Hormuz disruption pushed Norwegian crude to a record value
Statistics Norway said Norway exported crude oil worth NOK 57.4 billion (€4.9 billion) in March, up 67.9% year on year. The agency said both prices and export volumes increased.
The average oil price reached NOK 1,014 per barrel in March, the highest monthly level since September 2023, while exported crude volumes rose 27.3% to 56.6 million barrels. Senior adviser Jan Olav Rørhus said the closure of the Strait of Hormuz had created a major supply shock in the oil market, helping drive what he described as the highest export value ever recorded for Norwegian crude.

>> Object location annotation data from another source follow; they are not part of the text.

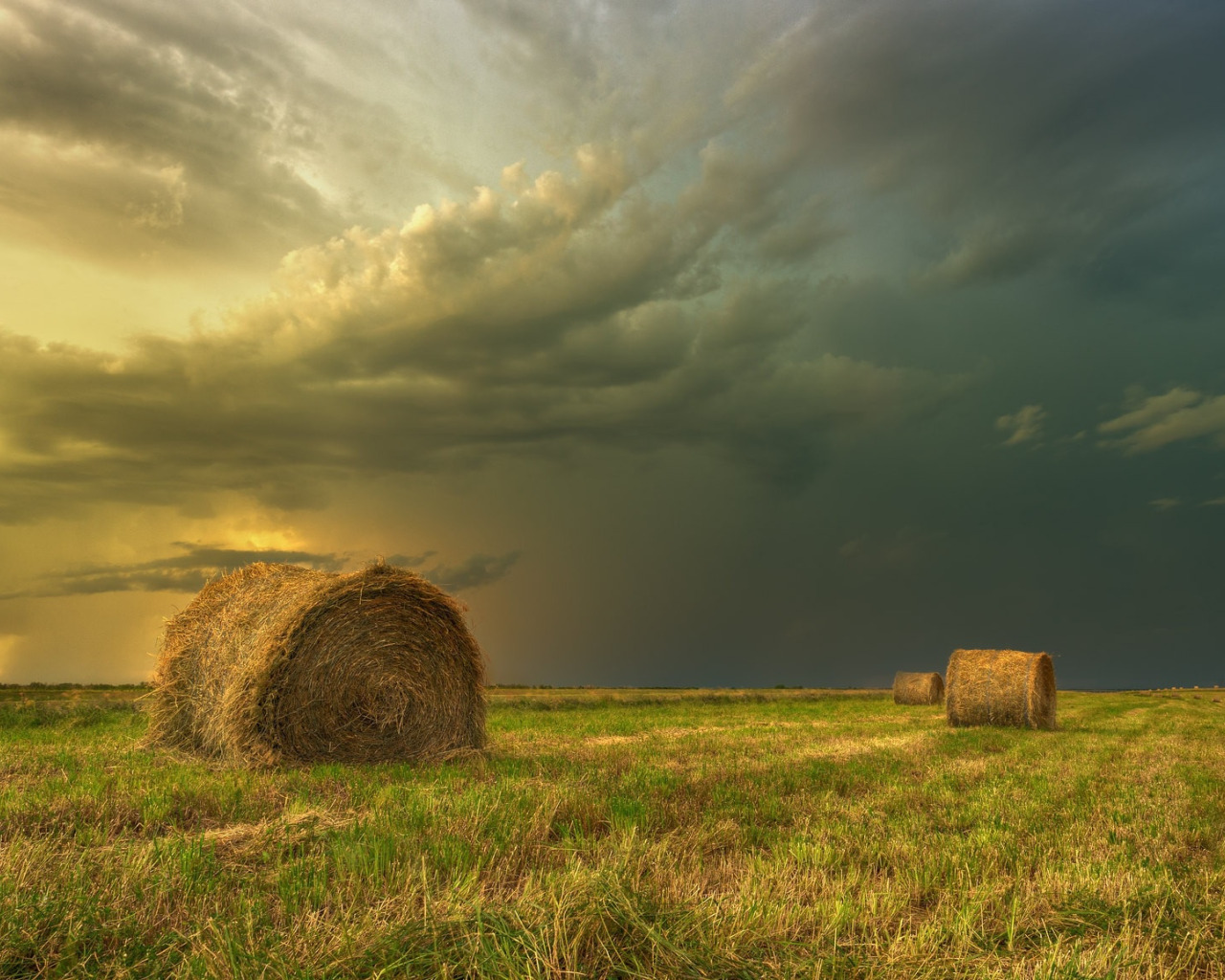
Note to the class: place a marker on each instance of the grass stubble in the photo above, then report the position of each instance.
(630, 835)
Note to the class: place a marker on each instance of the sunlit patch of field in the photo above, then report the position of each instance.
(630, 835)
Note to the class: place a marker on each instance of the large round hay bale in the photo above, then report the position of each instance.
(918, 689)
(1000, 687)
(276, 663)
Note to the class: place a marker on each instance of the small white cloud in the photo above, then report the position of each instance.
(1158, 420)
(1026, 425)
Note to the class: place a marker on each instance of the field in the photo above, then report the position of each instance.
(629, 835)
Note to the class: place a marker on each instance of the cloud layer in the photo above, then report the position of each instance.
(571, 313)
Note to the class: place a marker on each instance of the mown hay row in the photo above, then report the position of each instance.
(276, 663)
(1000, 687)
(911, 687)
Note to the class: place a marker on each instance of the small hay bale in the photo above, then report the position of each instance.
(918, 689)
(1000, 687)
(276, 663)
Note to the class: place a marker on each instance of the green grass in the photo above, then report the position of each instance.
(630, 835)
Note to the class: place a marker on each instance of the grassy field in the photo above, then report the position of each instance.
(629, 835)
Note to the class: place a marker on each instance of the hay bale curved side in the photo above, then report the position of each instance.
(1001, 687)
(276, 663)
(910, 687)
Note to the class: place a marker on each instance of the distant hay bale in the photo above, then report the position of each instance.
(276, 663)
(918, 689)
(1000, 687)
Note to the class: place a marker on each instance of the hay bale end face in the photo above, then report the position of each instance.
(918, 689)
(277, 663)
(1001, 687)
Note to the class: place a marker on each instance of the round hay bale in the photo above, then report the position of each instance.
(276, 663)
(1000, 687)
(918, 689)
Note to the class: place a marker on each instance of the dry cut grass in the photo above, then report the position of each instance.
(633, 835)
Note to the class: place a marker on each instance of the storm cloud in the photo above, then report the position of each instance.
(730, 344)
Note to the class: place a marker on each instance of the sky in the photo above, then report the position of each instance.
(686, 342)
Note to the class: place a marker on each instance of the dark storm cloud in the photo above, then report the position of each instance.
(191, 130)
(1010, 138)
(390, 353)
(185, 572)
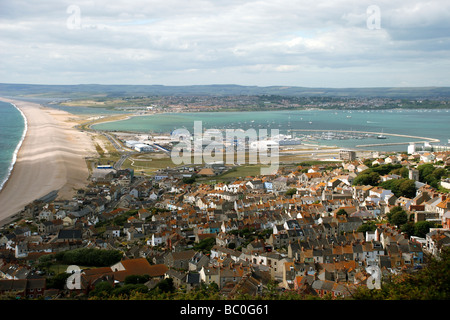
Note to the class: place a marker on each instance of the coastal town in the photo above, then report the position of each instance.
(315, 229)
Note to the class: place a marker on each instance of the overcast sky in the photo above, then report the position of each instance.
(310, 43)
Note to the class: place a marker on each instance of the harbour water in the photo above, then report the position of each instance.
(323, 127)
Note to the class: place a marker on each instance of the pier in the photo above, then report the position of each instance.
(421, 139)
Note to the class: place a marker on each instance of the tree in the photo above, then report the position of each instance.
(400, 187)
(291, 192)
(368, 226)
(102, 290)
(397, 216)
(407, 188)
(421, 228)
(430, 283)
(368, 178)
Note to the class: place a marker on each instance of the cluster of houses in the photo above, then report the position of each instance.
(302, 241)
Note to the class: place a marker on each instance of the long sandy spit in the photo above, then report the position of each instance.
(52, 157)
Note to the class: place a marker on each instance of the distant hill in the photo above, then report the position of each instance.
(98, 90)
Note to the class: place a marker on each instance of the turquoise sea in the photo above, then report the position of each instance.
(12, 126)
(422, 123)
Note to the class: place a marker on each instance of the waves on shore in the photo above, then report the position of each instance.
(16, 151)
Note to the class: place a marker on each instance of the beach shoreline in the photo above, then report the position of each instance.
(50, 157)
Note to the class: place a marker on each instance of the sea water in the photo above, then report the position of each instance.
(12, 131)
(412, 122)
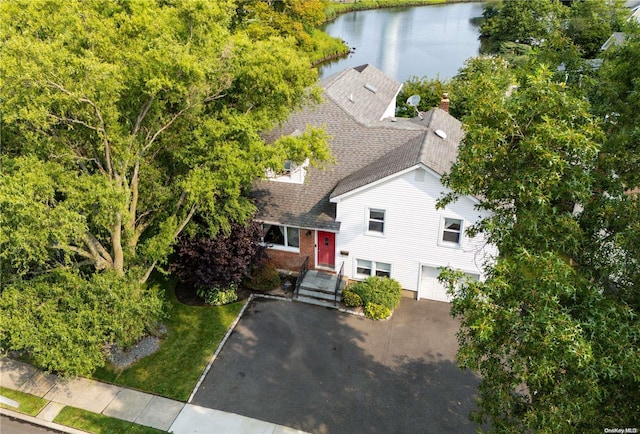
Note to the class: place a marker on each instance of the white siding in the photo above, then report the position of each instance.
(412, 229)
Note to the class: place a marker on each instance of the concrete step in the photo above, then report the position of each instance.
(322, 295)
(315, 301)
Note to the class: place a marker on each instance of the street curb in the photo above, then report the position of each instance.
(41, 422)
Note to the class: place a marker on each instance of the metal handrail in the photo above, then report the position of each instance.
(301, 274)
(338, 282)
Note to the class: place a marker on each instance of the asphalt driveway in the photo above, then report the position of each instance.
(322, 371)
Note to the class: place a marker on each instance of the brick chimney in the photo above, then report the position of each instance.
(444, 103)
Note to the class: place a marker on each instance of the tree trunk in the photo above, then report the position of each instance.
(116, 241)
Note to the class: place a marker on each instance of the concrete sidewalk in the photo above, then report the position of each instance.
(126, 404)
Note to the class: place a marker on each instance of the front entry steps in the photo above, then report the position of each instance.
(319, 288)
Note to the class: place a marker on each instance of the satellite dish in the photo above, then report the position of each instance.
(413, 100)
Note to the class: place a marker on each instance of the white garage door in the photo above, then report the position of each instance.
(431, 289)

The record reflects how quickly geopolitical disruption in the Gulf can translate into higher revenues for producers outside the region. Norway, already one of Europe’s main energy suppliers, has benefited from stronger demand for non-Middle Eastern crude as buyers seek more secure alternatives.
Gas revenues also rose as Europe faced tighter supply
Norway also exported natural gas worth NOK 69.3 billion (€5.9 billion) in March, up 19% from a year earlier and the highest monthly export value since February 2023.

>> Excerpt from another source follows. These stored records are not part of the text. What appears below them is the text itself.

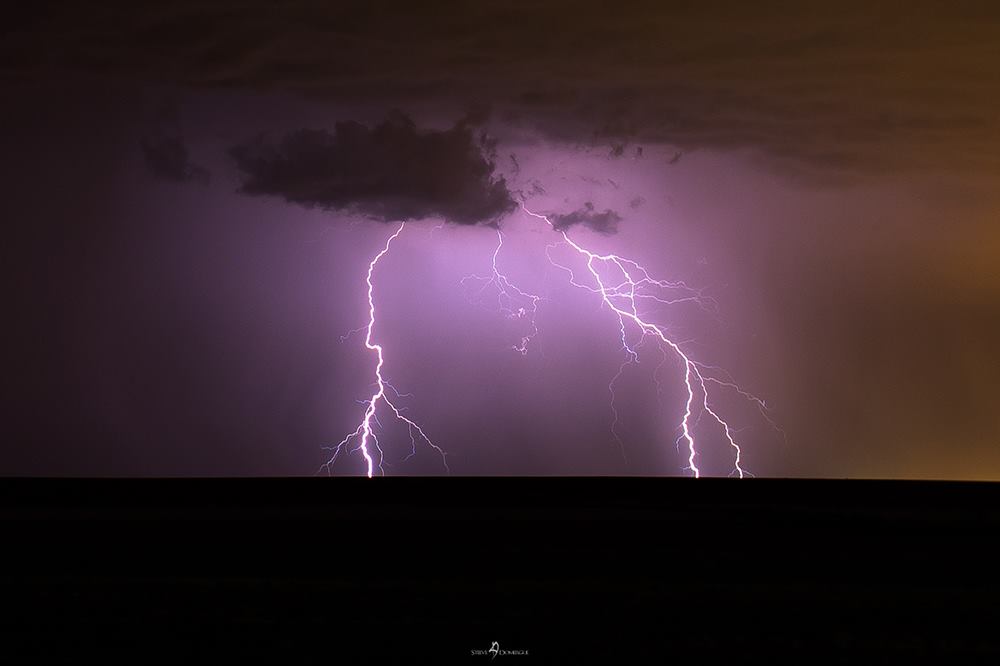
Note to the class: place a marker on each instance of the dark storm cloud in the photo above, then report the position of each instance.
(390, 172)
(839, 86)
(605, 222)
(167, 158)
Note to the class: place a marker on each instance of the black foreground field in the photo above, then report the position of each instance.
(571, 570)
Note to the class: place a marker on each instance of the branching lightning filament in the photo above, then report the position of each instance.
(365, 433)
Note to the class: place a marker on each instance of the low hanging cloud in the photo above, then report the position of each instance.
(167, 158)
(390, 172)
(603, 222)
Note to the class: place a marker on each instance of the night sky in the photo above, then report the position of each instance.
(193, 192)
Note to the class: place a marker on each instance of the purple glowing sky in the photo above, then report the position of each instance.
(193, 330)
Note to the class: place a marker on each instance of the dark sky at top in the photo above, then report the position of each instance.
(180, 267)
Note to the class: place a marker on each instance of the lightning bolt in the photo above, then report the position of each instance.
(365, 430)
(513, 302)
(621, 284)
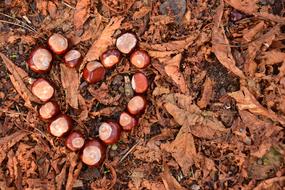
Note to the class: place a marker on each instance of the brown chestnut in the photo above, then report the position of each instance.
(127, 121)
(42, 89)
(93, 153)
(139, 82)
(60, 125)
(94, 72)
(40, 60)
(58, 43)
(126, 42)
(140, 59)
(110, 58)
(136, 105)
(72, 58)
(109, 132)
(75, 141)
(49, 110)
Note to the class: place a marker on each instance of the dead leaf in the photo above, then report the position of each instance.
(81, 13)
(7, 142)
(18, 82)
(246, 101)
(221, 46)
(70, 83)
(105, 39)
(169, 181)
(207, 93)
(172, 70)
(182, 149)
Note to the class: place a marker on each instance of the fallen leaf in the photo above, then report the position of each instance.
(182, 149)
(17, 81)
(81, 13)
(207, 94)
(246, 101)
(221, 46)
(169, 181)
(104, 40)
(172, 70)
(70, 83)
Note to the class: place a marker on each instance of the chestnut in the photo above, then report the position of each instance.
(94, 72)
(49, 110)
(109, 132)
(60, 125)
(75, 141)
(42, 89)
(58, 43)
(126, 42)
(93, 153)
(136, 105)
(110, 58)
(40, 60)
(72, 58)
(127, 121)
(140, 59)
(139, 82)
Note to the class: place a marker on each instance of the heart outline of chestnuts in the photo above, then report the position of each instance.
(92, 152)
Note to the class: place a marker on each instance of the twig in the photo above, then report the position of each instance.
(129, 151)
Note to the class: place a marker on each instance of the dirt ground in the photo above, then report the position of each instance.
(215, 112)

Here too, the main driver was price. The average price for gaseous natural gas rose to NOK 6.46 per standard cubic metre, about NOK 1 higher than in March 2025, while export volumes were broadly stable at 10.2 billion standard cubic metres.
Statistics Norway linked the increase to geopolitical tensions in the Middle East, which in practice halted shipments of liquefied natural gas through Hormuz. Low gas storage levels in Europe also helped keep prices elevated, underlining how the region remains exposed to external energy shocks even after reducing its dependence on Russian pipeline gas.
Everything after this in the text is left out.